Consult with the Troika on “all draft legislation in relevant areas”.

Amend laws

Reverse laws brought in by the Syriza government since the election that run counter to Greece’s earlier bailout arrangements in 2010 and 2012, except for a key humanitarian law.

Bailout size

The third bailout fund for Greece could amount to between 82 billion and 86 billion euros. Eurozone leaders agreed to take note of “urgent financing needs” to meet debt payments of 7 billion euros by July 20 including a huge ECB loan and another 5 billion by mid-August.

Banks

Ten to 25 billion euros should be set aside for bank recapitalisation or liquidation.

Debt

In response to Greek pleas for a reduction in a mountain of debt worth nearly 180 per cent of its GDP, eurozone finance ministers are “ready to consider … possible additional measures” including longer grace and payment periods. This would be considered after a first review of a new Greek bailout program, possibly in October.

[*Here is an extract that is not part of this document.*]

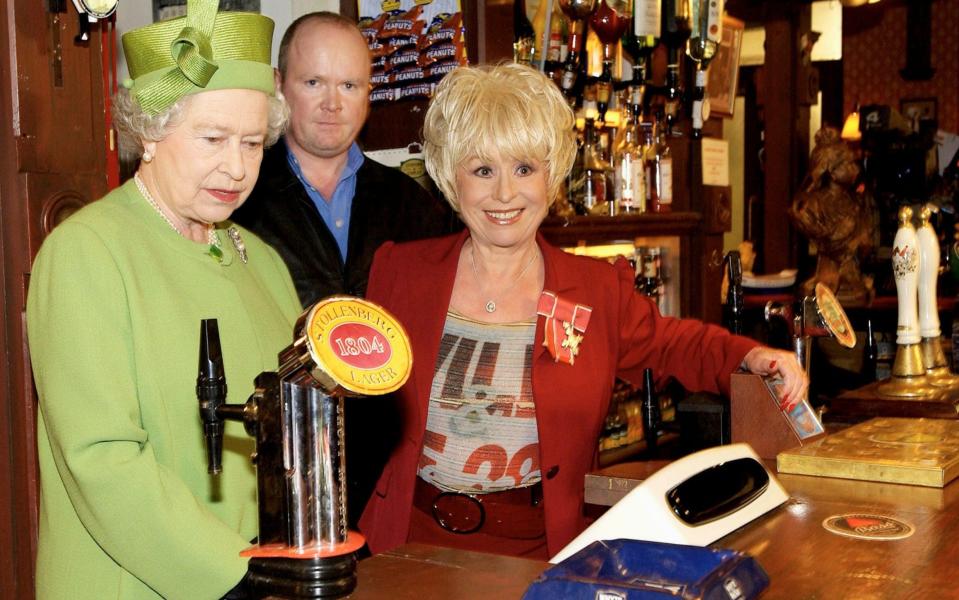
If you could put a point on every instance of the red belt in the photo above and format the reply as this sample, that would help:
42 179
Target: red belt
516 513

But any “haircuts” which would write off debt are ruled out.

International Monetary Fund

The International Monetary Fund, which was involved in the previous two Greek bailouts, must be involved in any new program “as a precondition”.

EU loans

The European Commission is ready to lend Greece 35 billion euros until 2020 to boost jobs and growth.

In short, Greece gives up almost all its sovereignty.  Indeed, the deal implicitly requires Greece to give up the most sacred aspect of sovereignty–territory–through the privatization clause.  Greece may be forced to sell some of its islands or some of its archaeological sites if there are private buyers.

But the most astounding aspect of the deal is that it will not solve the problem.  It will further immiserate Greece making it even less likely for it to repay its loans.   But its creditors will most likely make back a healthy profit on the loans they provided to the country.

Wolfgang Münchau wrote an essay for today’s Financial Times which is truly insightful.  In it, he argues:

“A few things that many of us took for granted, and that some of us believed in, ended in a single weekend. By forcing Alexis Tsipras into a humiliating defeat, Greece’s creditors have done a lot more than bring about regime change in Greece or endanger its relations with the eurozone. They have destroyed the eurozone as we know it and demolished the idea of a monetary union as a step towards a democratic political union.

“In doing so they reverted to the nationalist European power struggles of the 19th and early 20th century. They demoted the eurozone into a toxic fixed exchange-rate system, with a shared single currency, run in the interests of Germany, held together by the threat of absolute destitution for those who challenge the prevailing order. The best thing that can be said of the weekend is the brutal honesty of those perpetrating this regime change.”

He goes on to suggest that the euro has only benefited Germany, the Netherlands, and Austria:

“The implications for the rest of the eurozone are at least as troubling. We will soon be asking ourselves whether this new eurozone, in which the strong push around the weak, can be sustainable. Previously, the strongest argument against any forecasts of break-up has been the strong political commitment of all its members. If you ask Italians why they are in the eurozone, few have ever pointed to the economic benefits. They wanted to be part of the most ambitious project of European integration undertaken so far.”

I suspect that we have just witnessed the beginning of the end of the European experiment.